There’s just no getting around it: Rick Perry’s inept performances are dominating these debates. The highlight, or perhaps the lowlight, of tonight’s Republican presidential debate in New Hampshire was a direct question to Perry about health care, in which he managed to avoid taking a single shot at Mitt Romney. But throughout the debate, he went back and forth between garbling his answers and simply disappearing for large stretches. He showed up for a debate on the economy with nothing to say on the economy other than that his economic plan wasn’t ready yet, and apparently he decided to avoid his difficulty in delivering prepared zingers by not bothering to even try any. Just incredible.
Debates, and debate performances, are generally not nearly as important as they’re often made out to be, but Perry is apparently guaranteed to launch a huge dark cloud over his candidacy every time he gets together with the rest of the gang. Even if everything else were going well for him, it might just be too much to overcome.
The rest of the debate? Doesn’t much matter, really. Ezra Klein tweeted at one point that Romney is “extraordinarily good at these debates,” but I don’t think that’s right; he’s just a solid major leaguer playing against a bunch of sandlot kids. Oh, they each have their strengths: Herman Cain is actually pretty funny, and remains good at sticking to his prepared lines most of the time (although he took a bad stumble by praising Alan Greenspan, something that will give those who want to get rid of him a good opportunity to do so).
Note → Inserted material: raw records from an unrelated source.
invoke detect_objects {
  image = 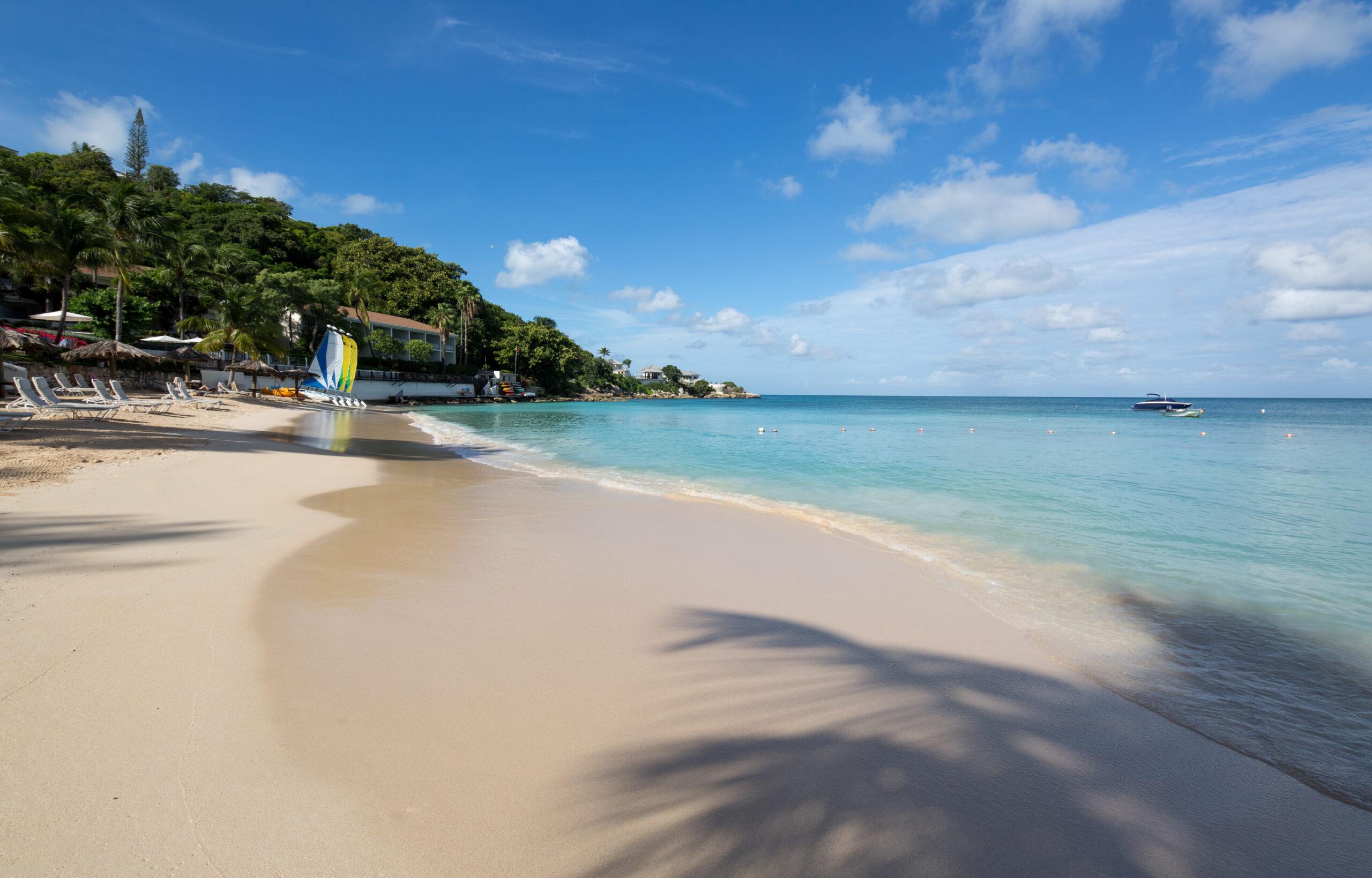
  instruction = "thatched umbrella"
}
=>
[160,339,214,384]
[0,327,62,399]
[228,359,281,396]
[62,339,156,380]
[276,366,314,399]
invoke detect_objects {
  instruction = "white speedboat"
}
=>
[1129,394,1191,411]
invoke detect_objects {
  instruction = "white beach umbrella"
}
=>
[29,311,95,324]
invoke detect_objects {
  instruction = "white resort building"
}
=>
[339,307,457,365]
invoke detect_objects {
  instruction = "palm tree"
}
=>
[343,269,385,332]
[98,181,166,342]
[454,280,482,365]
[158,227,210,329]
[177,284,285,359]
[0,170,34,257]
[424,302,461,373]
[206,244,262,292]
[30,199,117,343]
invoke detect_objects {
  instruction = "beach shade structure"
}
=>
[29,311,95,324]
[160,339,214,383]
[0,327,62,399]
[276,366,314,399]
[223,359,281,396]
[62,339,156,379]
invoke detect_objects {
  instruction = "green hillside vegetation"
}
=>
[0,127,746,394]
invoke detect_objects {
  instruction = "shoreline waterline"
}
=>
[410,400,1372,809]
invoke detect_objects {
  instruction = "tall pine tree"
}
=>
[123,107,148,179]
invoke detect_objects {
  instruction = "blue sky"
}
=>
[0,0,1372,396]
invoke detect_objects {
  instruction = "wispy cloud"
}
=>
[436,17,747,107]
[1168,104,1372,167]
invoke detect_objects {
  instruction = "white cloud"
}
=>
[963,122,1000,152]
[924,369,967,386]
[1087,327,1129,344]
[763,174,803,201]
[1281,344,1339,359]
[339,192,405,215]
[1024,303,1118,329]
[857,156,1081,244]
[214,167,301,201]
[157,136,187,159]
[1320,357,1358,377]
[809,88,906,162]
[609,287,682,314]
[1252,229,1372,289]
[1173,104,1372,167]
[1019,134,1128,189]
[967,0,1124,95]
[897,257,1076,311]
[176,152,204,183]
[41,92,152,156]
[1252,229,1372,320]
[1258,289,1372,320]
[809,86,971,162]
[744,324,848,359]
[686,307,753,335]
[495,236,591,288]
[1143,40,1181,82]
[838,242,906,262]
[1210,0,1372,97]
[1286,324,1347,342]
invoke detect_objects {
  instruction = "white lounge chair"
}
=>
[111,379,176,414]
[91,379,172,413]
[163,381,223,409]
[33,374,115,406]
[0,411,37,433]
[52,372,95,396]
[5,379,118,418]
[172,377,223,409]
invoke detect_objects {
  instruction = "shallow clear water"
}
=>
[419,396,1372,807]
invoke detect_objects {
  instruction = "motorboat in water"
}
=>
[1129,394,1191,411]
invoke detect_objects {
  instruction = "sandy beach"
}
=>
[0,403,1372,876]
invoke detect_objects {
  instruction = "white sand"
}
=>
[0,410,1372,876]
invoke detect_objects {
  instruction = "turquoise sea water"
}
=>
[417,396,1372,808]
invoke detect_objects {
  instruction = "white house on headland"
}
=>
[339,307,457,365]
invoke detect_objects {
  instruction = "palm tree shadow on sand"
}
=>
[581,609,1372,878]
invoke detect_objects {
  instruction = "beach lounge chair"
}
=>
[5,379,118,418]
[112,379,176,414]
[214,381,252,396]
[52,372,95,396]
[172,379,223,409]
[163,381,223,409]
[33,374,114,406]
[91,379,172,413]
[0,411,37,433]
Ron Paul is a pro at what he does, as is Newt Gingrich; it’s just that those things don’t have much to do with being a potential nominee of the Republican Party. At any rate, none of them – Paul, Gingrich, Cain, Michele Bachmann, Rick Santorum or Jon Huntsman – has any significant chance of winning the nomination.
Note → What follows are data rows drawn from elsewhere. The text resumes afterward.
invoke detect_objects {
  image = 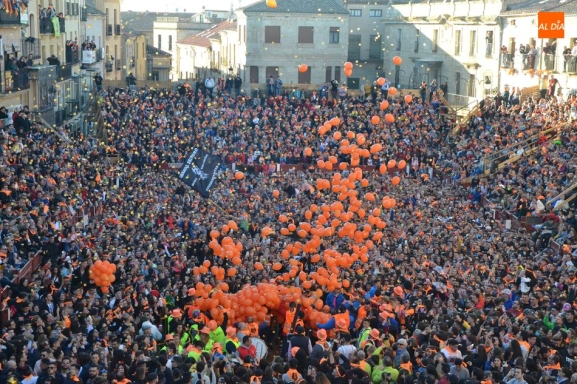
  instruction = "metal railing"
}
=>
[0,9,28,25]
[4,68,30,93]
[56,64,72,81]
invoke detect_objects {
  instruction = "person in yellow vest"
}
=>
[200,327,214,353]
[186,340,203,361]
[224,327,240,355]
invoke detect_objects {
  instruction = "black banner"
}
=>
[178,148,221,197]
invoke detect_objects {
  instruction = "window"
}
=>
[264,25,280,44]
[249,65,258,84]
[469,31,477,56]
[266,67,278,80]
[299,27,315,44]
[455,30,461,55]
[298,67,311,84]
[329,27,340,44]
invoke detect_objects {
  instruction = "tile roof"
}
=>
[241,0,349,15]
[120,11,195,32]
[146,44,172,56]
[176,21,236,47]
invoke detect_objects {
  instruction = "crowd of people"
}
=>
[0,73,577,384]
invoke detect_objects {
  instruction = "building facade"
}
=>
[372,0,503,99]
[236,0,349,87]
[499,1,577,95]
[176,21,240,80]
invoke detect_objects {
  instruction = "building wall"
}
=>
[237,10,349,86]
[500,14,577,95]
[383,1,501,98]
[103,0,121,80]
[152,17,213,81]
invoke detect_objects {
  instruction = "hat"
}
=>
[291,347,300,357]
[447,339,459,345]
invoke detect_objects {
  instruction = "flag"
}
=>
[178,148,221,197]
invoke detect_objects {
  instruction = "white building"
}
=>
[374,0,503,100]
[175,21,238,80]
[236,0,349,86]
[500,0,577,94]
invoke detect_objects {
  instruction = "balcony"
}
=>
[56,64,72,81]
[4,68,30,93]
[40,18,66,35]
[82,49,102,64]
[0,9,28,25]
[66,49,80,64]
[501,53,515,69]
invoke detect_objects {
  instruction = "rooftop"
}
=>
[177,21,236,47]
[241,0,346,15]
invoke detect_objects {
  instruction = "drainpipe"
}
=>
[493,16,504,92]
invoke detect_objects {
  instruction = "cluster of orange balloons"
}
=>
[89,260,116,293]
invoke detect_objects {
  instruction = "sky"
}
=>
[120,0,258,13]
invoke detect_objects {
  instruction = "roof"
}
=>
[146,44,172,56]
[241,0,349,15]
[120,11,195,32]
[502,0,577,16]
[176,20,236,47]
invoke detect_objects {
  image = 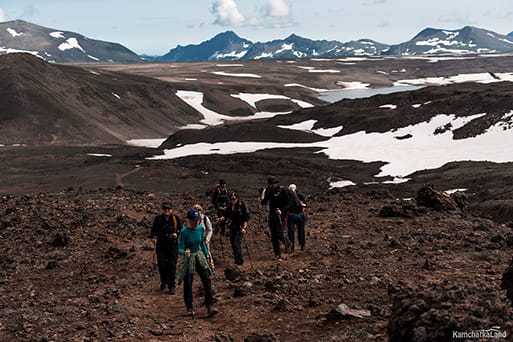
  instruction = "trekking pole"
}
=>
[242,233,254,269]
[187,256,194,319]
[217,221,224,263]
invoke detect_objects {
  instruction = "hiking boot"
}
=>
[207,305,219,317]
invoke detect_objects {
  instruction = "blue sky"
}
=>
[0,0,513,55]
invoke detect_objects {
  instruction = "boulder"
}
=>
[416,185,459,211]
[244,331,280,342]
[326,303,371,321]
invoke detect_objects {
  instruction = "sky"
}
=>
[0,0,513,55]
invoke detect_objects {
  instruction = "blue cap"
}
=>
[187,209,201,221]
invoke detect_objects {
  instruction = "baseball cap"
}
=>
[187,209,201,221]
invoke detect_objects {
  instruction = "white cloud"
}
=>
[212,0,294,28]
[0,8,9,23]
[266,0,290,17]
[212,0,245,27]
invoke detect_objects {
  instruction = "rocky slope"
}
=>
[0,184,513,341]
[0,54,199,145]
[0,20,144,63]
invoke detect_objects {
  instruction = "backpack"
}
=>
[287,190,303,214]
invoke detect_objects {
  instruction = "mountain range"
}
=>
[0,20,513,63]
[150,26,513,62]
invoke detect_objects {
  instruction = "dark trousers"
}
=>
[214,210,226,236]
[269,212,290,257]
[183,262,213,309]
[230,226,244,265]
[287,214,305,251]
[157,250,178,288]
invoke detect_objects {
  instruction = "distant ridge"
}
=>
[148,26,513,62]
[0,53,201,145]
[386,26,513,55]
[152,31,253,62]
[0,20,145,63]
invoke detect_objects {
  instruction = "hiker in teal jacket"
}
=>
[176,209,217,317]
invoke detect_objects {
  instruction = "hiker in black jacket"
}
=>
[212,179,230,235]
[151,202,182,294]
[261,177,290,260]
[287,184,306,252]
[221,192,249,265]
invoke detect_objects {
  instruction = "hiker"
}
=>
[150,202,182,294]
[261,177,290,260]
[192,204,214,247]
[220,192,250,265]
[287,184,306,252]
[212,179,229,235]
[176,209,217,317]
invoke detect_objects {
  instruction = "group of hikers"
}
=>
[150,176,306,317]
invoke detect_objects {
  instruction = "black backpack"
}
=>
[287,190,303,214]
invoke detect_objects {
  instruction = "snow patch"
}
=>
[379,104,397,109]
[212,71,262,78]
[444,189,468,195]
[59,38,85,52]
[49,31,66,39]
[126,138,167,148]
[330,180,356,189]
[337,81,370,90]
[283,83,329,93]
[278,120,343,137]
[7,27,23,38]
[231,93,290,108]
[87,153,112,157]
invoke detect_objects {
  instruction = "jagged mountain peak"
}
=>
[386,26,513,55]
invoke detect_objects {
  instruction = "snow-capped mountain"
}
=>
[386,26,513,55]
[152,31,253,62]
[242,34,388,59]
[148,31,389,62]
[0,20,144,63]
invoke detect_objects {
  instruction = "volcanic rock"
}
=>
[326,303,371,321]
[416,185,459,211]
[244,331,280,342]
[388,281,513,342]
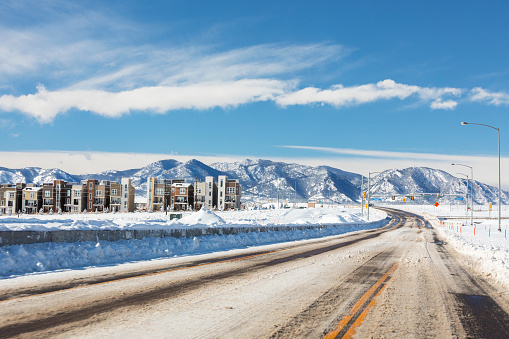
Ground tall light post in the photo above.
[456,173,468,226]
[451,164,474,226]
[368,172,382,221]
[361,175,365,217]
[461,121,502,232]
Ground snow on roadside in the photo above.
[392,206,509,289]
[0,209,387,278]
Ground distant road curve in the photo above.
[0,209,509,338]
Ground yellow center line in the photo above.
[323,263,398,339]
[343,274,387,339]
[0,212,404,304]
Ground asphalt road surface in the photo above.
[0,209,509,338]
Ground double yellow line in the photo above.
[323,263,398,339]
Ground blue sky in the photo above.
[0,0,509,186]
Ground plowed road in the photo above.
[0,210,509,338]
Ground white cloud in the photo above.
[470,87,509,106]
[430,98,458,109]
[0,79,288,123]
[276,79,462,107]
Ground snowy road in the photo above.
[0,211,509,338]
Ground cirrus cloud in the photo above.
[276,79,462,107]
[0,79,289,123]
[470,87,509,106]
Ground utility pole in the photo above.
[361,175,364,217]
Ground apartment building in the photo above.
[69,180,88,213]
[110,178,135,212]
[0,183,26,214]
[217,175,242,210]
[41,180,72,213]
[195,176,217,211]
[147,177,184,212]
[21,184,42,214]
[170,183,194,211]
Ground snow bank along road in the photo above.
[0,209,509,338]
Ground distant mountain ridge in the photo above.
[0,159,509,204]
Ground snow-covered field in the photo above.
[0,206,385,231]
[393,205,509,288]
[0,206,386,278]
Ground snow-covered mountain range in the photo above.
[0,159,509,204]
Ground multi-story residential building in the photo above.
[110,178,135,212]
[147,177,184,212]
[21,184,42,213]
[217,175,242,210]
[0,183,25,214]
[70,180,88,213]
[41,180,72,213]
[93,180,110,212]
[170,183,194,211]
[195,176,217,210]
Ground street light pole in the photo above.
[461,121,502,232]
[368,172,381,221]
[361,175,364,217]
[451,164,475,227]
[456,173,468,226]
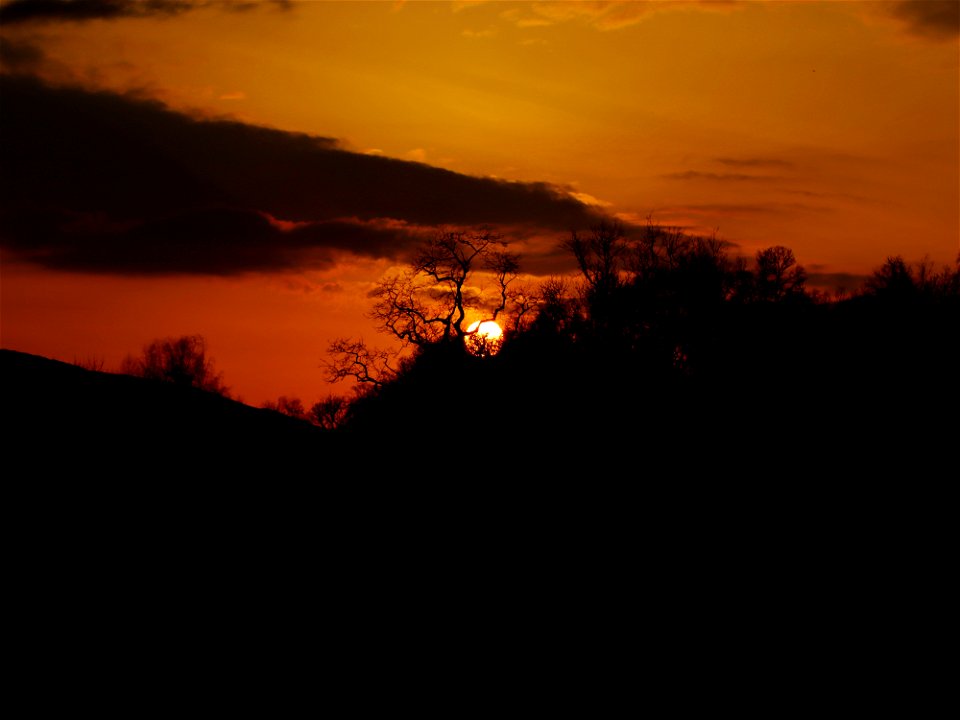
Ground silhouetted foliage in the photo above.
[310,394,350,430]
[121,335,229,396]
[261,395,310,420]
[371,229,519,346]
[325,222,960,474]
[756,245,807,302]
[325,228,519,388]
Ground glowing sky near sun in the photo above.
[0,0,960,403]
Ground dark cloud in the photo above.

Despite Perry’s performances, I’ll continue to believe it’s way too early to conclude he can’t win. Hey, he’s just lowering expectations for the next one! As Nate Silver wrote earlier today, Perry still has most of what made him a strong candidate six weeks ago. We still don’t know that Romney is acceptable to much of the party -- either party actors or rank-and-file voters -- and if he’s not, someone else has to be the nominee, and there doesn’t seem to be anyone else out there.
Still, I don’t recall anyone who otherwise had a legitimate chance to win a nomination doing this badly in debates. It’s hard to imagine anyone watching and deciding to invest in that. Regardless: Whatever its importance, it really is something to watch.